Actually KNN is worst of all the other models

H. Clearly Logistic and LDA are almost equally accurate. QDA acting little bad and KNN being worst. Clearly KNN and QDA are producing more test errors because of overfitting indicating the relation between probability of direction and lag2 predictor is more of linear.
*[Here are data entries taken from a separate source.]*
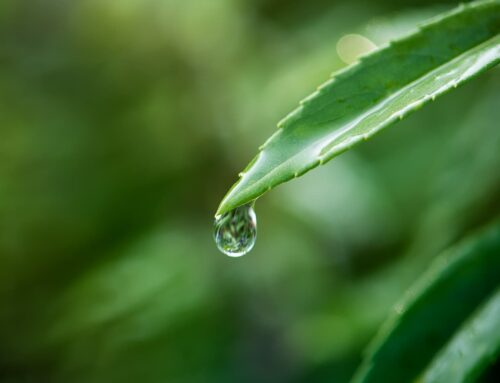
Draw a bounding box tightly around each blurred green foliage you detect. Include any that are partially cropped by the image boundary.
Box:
[0,0,500,383]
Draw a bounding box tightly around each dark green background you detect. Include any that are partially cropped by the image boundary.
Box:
[0,0,500,383]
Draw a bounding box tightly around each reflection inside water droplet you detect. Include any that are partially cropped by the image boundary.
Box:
[214,204,257,257]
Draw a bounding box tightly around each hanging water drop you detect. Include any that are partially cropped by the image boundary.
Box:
[214,203,257,257]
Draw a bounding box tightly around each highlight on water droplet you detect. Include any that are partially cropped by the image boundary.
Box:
[214,203,257,257]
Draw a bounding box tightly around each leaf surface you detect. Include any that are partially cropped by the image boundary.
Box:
[419,289,500,383]
[354,223,500,383]
[217,0,500,214]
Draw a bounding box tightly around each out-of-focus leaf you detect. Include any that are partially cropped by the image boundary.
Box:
[419,289,500,383]
[354,223,500,383]
[217,0,500,214]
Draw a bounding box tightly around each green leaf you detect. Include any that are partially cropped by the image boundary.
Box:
[354,222,500,383]
[217,0,500,214]
[419,289,500,383]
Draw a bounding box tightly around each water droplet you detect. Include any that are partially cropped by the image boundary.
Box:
[214,204,257,257]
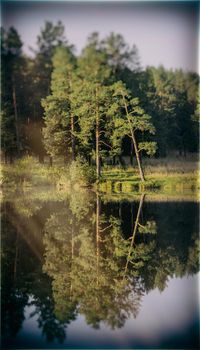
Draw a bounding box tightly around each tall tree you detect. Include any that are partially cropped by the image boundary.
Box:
[42,46,76,160]
[112,81,156,181]
[1,27,23,158]
[73,33,111,179]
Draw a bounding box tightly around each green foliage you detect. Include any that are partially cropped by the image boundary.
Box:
[69,157,96,186]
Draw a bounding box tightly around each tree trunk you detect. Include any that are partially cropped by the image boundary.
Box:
[12,78,20,156]
[71,115,75,160]
[49,157,53,166]
[122,95,145,181]
[96,193,101,286]
[131,131,145,181]
[96,87,101,181]
[130,140,133,166]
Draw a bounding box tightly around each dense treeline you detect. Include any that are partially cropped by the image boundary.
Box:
[1,22,199,175]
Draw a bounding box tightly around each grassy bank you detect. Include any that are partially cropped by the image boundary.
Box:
[100,159,200,194]
[1,157,200,195]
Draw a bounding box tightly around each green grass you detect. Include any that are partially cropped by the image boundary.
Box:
[1,157,200,195]
[100,158,200,195]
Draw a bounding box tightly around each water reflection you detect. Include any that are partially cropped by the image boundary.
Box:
[2,191,199,348]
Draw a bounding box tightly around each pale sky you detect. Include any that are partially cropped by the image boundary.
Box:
[2,0,199,71]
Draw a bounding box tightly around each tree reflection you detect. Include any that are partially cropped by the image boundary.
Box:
[2,191,199,342]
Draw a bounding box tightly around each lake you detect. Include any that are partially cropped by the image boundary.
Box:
[1,187,199,349]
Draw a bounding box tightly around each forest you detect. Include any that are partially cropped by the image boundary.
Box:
[1,21,199,181]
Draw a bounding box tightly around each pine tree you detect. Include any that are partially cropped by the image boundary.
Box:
[42,46,75,160]
[112,81,156,181]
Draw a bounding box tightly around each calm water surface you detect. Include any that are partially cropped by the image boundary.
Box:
[1,190,199,349]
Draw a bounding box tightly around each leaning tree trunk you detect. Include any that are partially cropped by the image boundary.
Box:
[131,131,145,181]
[12,78,20,156]
[122,95,145,181]
[96,87,101,181]
[71,115,75,160]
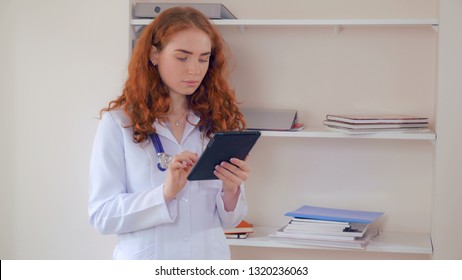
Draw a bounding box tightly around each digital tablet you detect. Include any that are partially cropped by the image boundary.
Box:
[188,130,260,181]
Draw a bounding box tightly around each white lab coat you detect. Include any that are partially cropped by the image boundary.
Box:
[89,110,247,259]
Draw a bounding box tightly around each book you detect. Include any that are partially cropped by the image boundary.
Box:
[283,223,369,237]
[225,232,249,239]
[285,205,384,224]
[240,108,305,131]
[276,226,366,241]
[326,114,428,124]
[326,125,430,135]
[268,228,379,249]
[323,120,428,130]
[224,220,254,234]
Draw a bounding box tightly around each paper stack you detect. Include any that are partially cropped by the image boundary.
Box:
[269,205,383,249]
[225,220,253,239]
[324,114,428,134]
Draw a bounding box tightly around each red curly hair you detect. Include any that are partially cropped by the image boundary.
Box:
[101,7,245,143]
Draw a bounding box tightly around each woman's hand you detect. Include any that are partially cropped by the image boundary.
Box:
[164,151,198,201]
[214,157,250,211]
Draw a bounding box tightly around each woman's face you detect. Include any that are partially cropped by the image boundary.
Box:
[151,28,212,96]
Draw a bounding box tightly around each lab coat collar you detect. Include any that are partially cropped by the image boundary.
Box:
[154,112,200,144]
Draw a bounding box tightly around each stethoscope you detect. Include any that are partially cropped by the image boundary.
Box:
[149,133,173,171]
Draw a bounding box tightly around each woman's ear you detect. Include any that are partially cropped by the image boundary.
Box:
[149,46,159,66]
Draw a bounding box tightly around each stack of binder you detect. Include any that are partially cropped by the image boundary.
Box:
[323,114,428,133]
[269,205,384,249]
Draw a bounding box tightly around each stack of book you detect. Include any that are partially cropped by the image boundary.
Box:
[269,205,384,249]
[225,220,253,239]
[324,114,428,133]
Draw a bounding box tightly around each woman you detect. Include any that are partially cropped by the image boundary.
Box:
[89,7,249,259]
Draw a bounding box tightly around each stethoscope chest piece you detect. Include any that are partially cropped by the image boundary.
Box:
[157,153,173,171]
[149,133,173,171]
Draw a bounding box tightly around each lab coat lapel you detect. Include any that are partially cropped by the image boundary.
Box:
[154,113,200,144]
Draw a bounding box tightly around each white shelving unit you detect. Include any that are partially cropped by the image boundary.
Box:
[262,126,436,141]
[130,13,438,255]
[228,227,433,254]
[130,18,438,28]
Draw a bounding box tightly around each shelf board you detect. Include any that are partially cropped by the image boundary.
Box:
[130,18,439,28]
[261,126,436,141]
[228,227,433,255]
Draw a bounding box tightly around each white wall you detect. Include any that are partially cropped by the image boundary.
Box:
[0,0,462,259]
[0,0,129,259]
[432,0,462,260]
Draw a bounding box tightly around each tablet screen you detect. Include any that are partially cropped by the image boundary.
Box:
[188,130,260,181]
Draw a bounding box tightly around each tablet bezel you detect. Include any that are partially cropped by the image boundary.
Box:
[188,130,261,181]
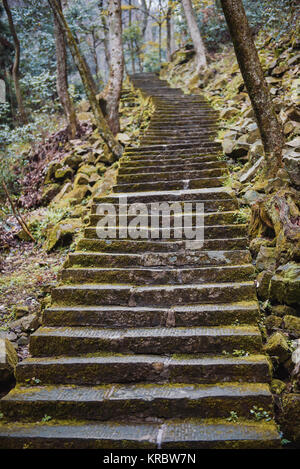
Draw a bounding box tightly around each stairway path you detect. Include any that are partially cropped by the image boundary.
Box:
[0,74,280,449]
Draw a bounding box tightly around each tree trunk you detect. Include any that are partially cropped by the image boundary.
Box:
[182,0,207,73]
[221,0,284,176]
[98,0,110,69]
[104,0,124,135]
[166,6,172,62]
[128,0,135,73]
[3,0,28,124]
[48,0,122,159]
[53,0,77,139]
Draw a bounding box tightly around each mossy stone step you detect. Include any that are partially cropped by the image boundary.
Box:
[117,168,228,184]
[84,224,248,238]
[65,250,251,268]
[30,326,262,356]
[89,211,240,227]
[118,160,227,173]
[52,281,256,307]
[43,301,259,328]
[78,237,248,253]
[59,264,255,285]
[94,187,236,204]
[113,177,226,192]
[0,419,280,450]
[1,383,273,421]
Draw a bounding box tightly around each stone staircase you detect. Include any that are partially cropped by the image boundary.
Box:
[0,74,280,449]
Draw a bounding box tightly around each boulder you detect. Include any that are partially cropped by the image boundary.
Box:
[240,156,265,183]
[265,314,282,331]
[74,172,90,187]
[44,161,61,184]
[242,189,262,205]
[264,332,291,363]
[280,393,300,444]
[45,218,81,252]
[283,151,300,187]
[283,315,300,338]
[41,183,61,205]
[256,246,276,272]
[272,305,298,318]
[256,270,272,301]
[0,338,18,385]
[54,166,74,181]
[270,262,300,305]
[271,379,286,395]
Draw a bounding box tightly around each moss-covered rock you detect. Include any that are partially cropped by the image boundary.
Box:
[265,314,282,331]
[271,379,286,395]
[272,305,298,318]
[41,183,61,205]
[280,393,300,444]
[0,338,18,384]
[283,315,300,338]
[45,218,81,252]
[270,262,300,305]
[54,166,74,181]
[264,332,291,363]
[256,246,276,271]
[256,270,272,301]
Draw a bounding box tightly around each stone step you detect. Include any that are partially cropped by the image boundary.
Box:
[126,141,222,154]
[113,177,226,192]
[43,301,259,328]
[0,419,280,450]
[52,281,256,307]
[89,211,239,227]
[65,250,251,267]
[59,264,255,285]
[30,326,262,357]
[117,168,228,184]
[1,383,273,422]
[84,224,248,239]
[77,237,248,253]
[94,187,236,204]
[118,160,227,176]
[91,199,238,215]
[16,353,271,386]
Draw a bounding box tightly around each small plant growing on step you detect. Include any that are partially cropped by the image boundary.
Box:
[41,414,52,423]
[226,410,239,422]
[250,405,271,422]
[25,376,41,386]
[232,349,249,357]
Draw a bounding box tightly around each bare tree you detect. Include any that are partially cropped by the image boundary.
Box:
[48,0,122,159]
[53,0,77,138]
[98,0,110,68]
[2,0,28,124]
[182,0,207,73]
[103,0,124,135]
[221,0,284,175]
[166,2,172,62]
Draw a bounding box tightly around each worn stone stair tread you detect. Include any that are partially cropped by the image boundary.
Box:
[1,382,272,403]
[43,301,259,328]
[0,419,280,449]
[113,176,226,192]
[66,249,251,267]
[84,220,248,239]
[94,187,233,203]
[78,236,248,253]
[60,264,255,285]
[52,281,256,306]
[30,326,262,357]
[1,382,272,421]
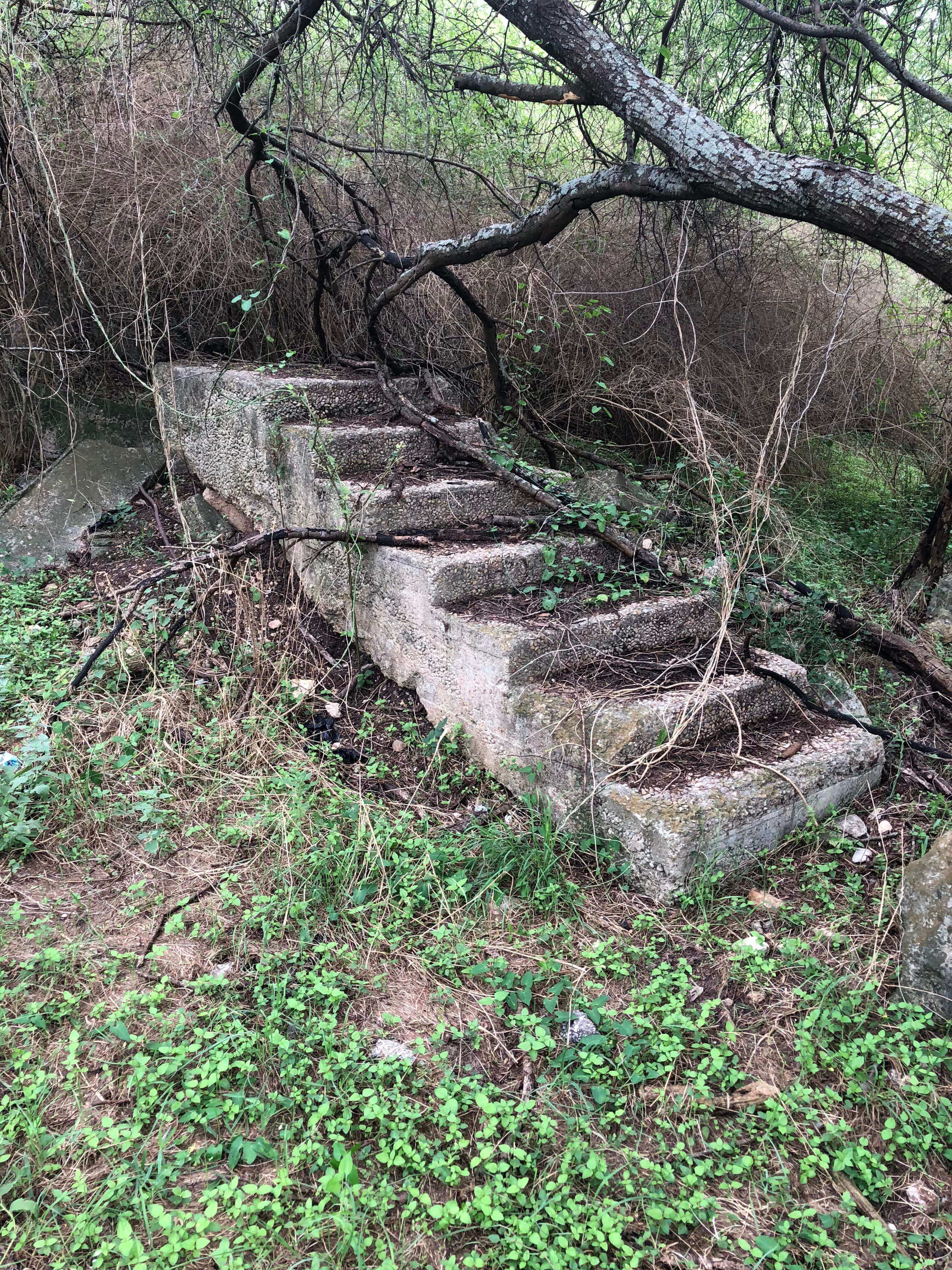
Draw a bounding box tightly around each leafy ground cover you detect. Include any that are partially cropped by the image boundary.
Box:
[0,470,952,1270]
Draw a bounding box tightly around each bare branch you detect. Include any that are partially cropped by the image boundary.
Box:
[738,0,952,111]
[371,163,707,320]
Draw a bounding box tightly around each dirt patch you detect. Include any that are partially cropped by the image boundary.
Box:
[637,707,843,794]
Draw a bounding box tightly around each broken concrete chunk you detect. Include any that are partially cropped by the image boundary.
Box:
[371,1039,418,1063]
[179,494,232,542]
[829,811,870,838]
[562,1014,598,1045]
[202,486,255,533]
[0,438,165,570]
[288,679,317,701]
[574,467,661,515]
[734,931,768,952]
[748,890,783,908]
[899,829,952,1019]
[810,664,870,723]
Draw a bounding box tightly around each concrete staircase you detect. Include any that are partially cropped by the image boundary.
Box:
[156,364,882,898]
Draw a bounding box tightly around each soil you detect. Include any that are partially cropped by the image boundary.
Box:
[635,707,843,792]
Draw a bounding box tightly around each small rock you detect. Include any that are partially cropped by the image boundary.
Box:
[562,1014,598,1045]
[899,829,952,1019]
[829,811,870,838]
[748,890,783,909]
[906,1181,939,1213]
[371,1039,418,1064]
[288,679,317,701]
[734,931,767,952]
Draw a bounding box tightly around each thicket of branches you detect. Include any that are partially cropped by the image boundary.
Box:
[0,0,952,471]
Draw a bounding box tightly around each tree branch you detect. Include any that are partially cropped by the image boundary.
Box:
[453,71,593,106]
[487,0,952,293]
[369,164,706,321]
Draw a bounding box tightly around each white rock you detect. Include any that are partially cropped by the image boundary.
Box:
[371,1039,416,1063]
[562,1014,598,1045]
[906,1181,939,1213]
[748,889,783,909]
[830,811,870,838]
[734,931,768,952]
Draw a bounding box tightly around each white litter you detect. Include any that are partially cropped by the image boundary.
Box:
[371,1040,416,1063]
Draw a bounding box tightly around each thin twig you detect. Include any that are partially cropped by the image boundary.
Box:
[138,485,171,547]
[70,582,150,692]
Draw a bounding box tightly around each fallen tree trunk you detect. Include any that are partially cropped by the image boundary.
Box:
[758,578,952,702]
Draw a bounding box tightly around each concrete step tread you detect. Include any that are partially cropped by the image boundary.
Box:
[512,657,806,771]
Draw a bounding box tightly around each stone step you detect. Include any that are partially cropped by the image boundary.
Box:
[319,470,538,536]
[512,653,806,776]
[306,416,482,479]
[597,726,883,899]
[155,362,429,432]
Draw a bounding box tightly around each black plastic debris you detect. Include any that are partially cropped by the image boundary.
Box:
[302,714,360,764]
[330,744,360,764]
[303,715,338,746]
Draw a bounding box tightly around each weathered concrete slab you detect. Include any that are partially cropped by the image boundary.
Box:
[899,831,952,1019]
[0,438,165,570]
[179,494,234,542]
[156,366,882,898]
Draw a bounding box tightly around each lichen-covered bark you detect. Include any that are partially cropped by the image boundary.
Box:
[487,0,952,292]
[371,163,695,320]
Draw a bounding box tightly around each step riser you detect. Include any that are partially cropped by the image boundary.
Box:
[510,596,717,683]
[594,728,883,901]
[306,422,482,478]
[321,479,537,537]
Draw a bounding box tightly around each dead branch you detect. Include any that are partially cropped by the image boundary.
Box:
[738,0,952,111]
[744,641,952,763]
[453,71,595,106]
[138,485,171,547]
[377,366,666,578]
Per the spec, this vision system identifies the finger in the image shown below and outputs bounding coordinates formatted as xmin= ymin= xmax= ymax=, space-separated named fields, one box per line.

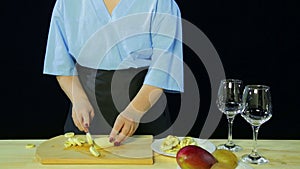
xmin=72 ymin=111 xmax=82 ymax=131
xmin=128 ymin=123 xmax=139 ymax=137
xmin=109 ymin=116 xmax=124 ymax=142
xmin=115 ymin=123 xmax=132 ymax=145
xmin=90 ymin=110 xmax=95 ymax=121
xmin=75 ymin=111 xmax=84 ymax=131
xmin=82 ymin=113 xmax=90 ymax=132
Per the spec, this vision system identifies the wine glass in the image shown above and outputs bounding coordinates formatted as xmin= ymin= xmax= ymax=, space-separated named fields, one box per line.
xmin=217 ymin=79 xmax=244 ymax=152
xmin=241 ymin=85 xmax=272 ymax=164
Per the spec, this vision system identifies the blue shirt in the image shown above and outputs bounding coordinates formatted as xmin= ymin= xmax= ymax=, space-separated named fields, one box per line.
xmin=44 ymin=0 xmax=183 ymax=92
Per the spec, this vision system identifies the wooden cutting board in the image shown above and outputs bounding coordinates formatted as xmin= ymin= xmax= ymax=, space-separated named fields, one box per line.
xmin=36 ymin=135 xmax=153 ymax=165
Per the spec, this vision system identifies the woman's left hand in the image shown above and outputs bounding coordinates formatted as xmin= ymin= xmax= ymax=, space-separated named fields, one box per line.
xmin=109 ymin=111 xmax=139 ymax=146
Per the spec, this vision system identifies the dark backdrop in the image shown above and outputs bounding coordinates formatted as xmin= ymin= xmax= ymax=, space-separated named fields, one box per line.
xmin=0 ymin=0 xmax=300 ymax=139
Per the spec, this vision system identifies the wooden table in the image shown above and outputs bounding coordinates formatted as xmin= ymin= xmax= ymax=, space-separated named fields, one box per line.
xmin=0 ymin=140 xmax=300 ymax=169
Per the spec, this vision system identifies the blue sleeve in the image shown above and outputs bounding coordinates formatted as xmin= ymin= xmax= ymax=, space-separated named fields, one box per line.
xmin=144 ymin=0 xmax=184 ymax=92
xmin=43 ymin=0 xmax=77 ymax=76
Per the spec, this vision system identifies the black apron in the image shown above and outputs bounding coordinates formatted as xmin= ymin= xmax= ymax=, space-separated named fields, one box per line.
xmin=64 ymin=65 xmax=172 ymax=138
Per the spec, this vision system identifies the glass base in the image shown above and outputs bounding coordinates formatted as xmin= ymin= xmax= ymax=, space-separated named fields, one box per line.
xmin=242 ymin=154 xmax=269 ymax=164
xmin=217 ymin=144 xmax=243 ymax=152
I.Let's first see logistic models

```{r}
logistic_wkly3 <- glm(Direction ~ Lag2:Lag1, 
                     data = Weekly_train, 
                     family = binomial)
summary(logistic_wkly3)

logistic_probs3 <- predict(logistic_wkly3, Weekly_test, type = "response")
logistic_pred3 = rep("Down", length(Direction_test))
logistic_pred3[logistic_probs3 > 0.5] <- "Up"
table(logistic_pred3, Direction_test)
mean(logistic_pred3 == Direction_test)
```


Let's try 1 more time with lag 1,2 and 3

```{r}
logistic_wkly4 <- glm(Direction ~ Lag3+Lag2+Lag1, 
                     data = Weekly_train, 
                     family = binomial)
summary(logistic_wkly4)

logistic_probs4 <- predict(logistic_wkly4, Weekly_test, type = "response")
logistic_pred4 = rep("Down", length(Direction_test))
logistic_pred4[logistic_probs3 > 0.5] <- "Up"
table(logistic_pred4, Direction_test)
mean(logistic_pred4 == Direction_test)
```

Clearly lag3 shouldn't be used a predictor at all.

Let's try once again 
```{r}
logistic_wkly5 <- glm(Direction ~ Lag4+Lag3+Lag2+Lag1, 
                     data = Weekly_train, 
                     family = binomial)
summary(logistic_wkly5)

logistic_probs5 <- predict(logistic_wkly5, Weekly_test, type = "response")
logistic_pred5 = rep("Down", length(Direction_test))
logistic_pred5[logistic_probs5 > 0.5] <- "Up"
table(logistic_pred5, Direction_test)
mean(logistic_pred5 == Direction_test)
```
Lag4 is also not a good choice of variable.


Let's try LDA now

```{r}
lda_wkly2 <- lda(Direction ~ Lag2:Lag1,
                 data = Weekly, 
                 subset = train)
lda_wkly2
plot(lda_wkly)

```


```{r}
lda_probs2 <- predict(lda_wkly2, Weekly_test)
table(lda_probs2$class, Direction_test)
mean(lda_probs2$class == Direction_test)
```


Different QDA model with transformation

```{r}
qda_wkly2 <- qda(Direction ~ Lag2 + sqrt(abs(Lag2)),
                 data = Weekly,
                 subset = train)
qda_wkly2
qda_pred2 <- predict(qda_wkly2, Weekly_test)
table(qda_pred2$class, Direction_test)
mean(qda_pred2$class == Direction_test)
```


Not improving the performance at all

Different KNN model

```{r}
set.seed(1)
knn_pred3 <- knn(train_X, test_X, Direction_train, k = 3)
table(knn_pred3, Direction_test)
mean(knn_pred3 == Direction_test)
```

Let's change K=20
```{r}
set.seed(1)
knn_pred4 <- knn(train_X, test_X, Direction_train, k = 20)
table(knn_pred4, Direction_test)
mean(knn_pred4 == Direction_test)
```

performance increased a bit

Let's try with K=50
```{r}
set.seed(1)
knn_pred5 <- knn(train_X, test_X, Direction_train, k = 50)
table(knn_pred5, Direction_test)
mean(knn_pred5 == Direction_test)
```

Performance decreased as K increased from 20 to 50. Let's try 10 once

```{r}
set.seed(1)
knn_pred6 <- knn(train_X, test_X, Direction_train, k = 10)
table(knn_pred6, Direction_test)
mean(knn_pred6 == Direction_test)
```
 
```{r}
set.seed(1)
knn_pred7 <- knn(train_X, test_X, Direction_train, k = 30)
table(knn_pred7, Direction_test)
mean(knn_pred7 == Direction_test)
```

```{r}
set.seed(1)
knn_pred8 <- knn(train_X, test_X, Direction_train, k = 25)
table(knn_pred8, Direction_test)
mean(knn_pred8 == Direction_test)
```

So, it seems K =20 seems to be best producing accuracy among all.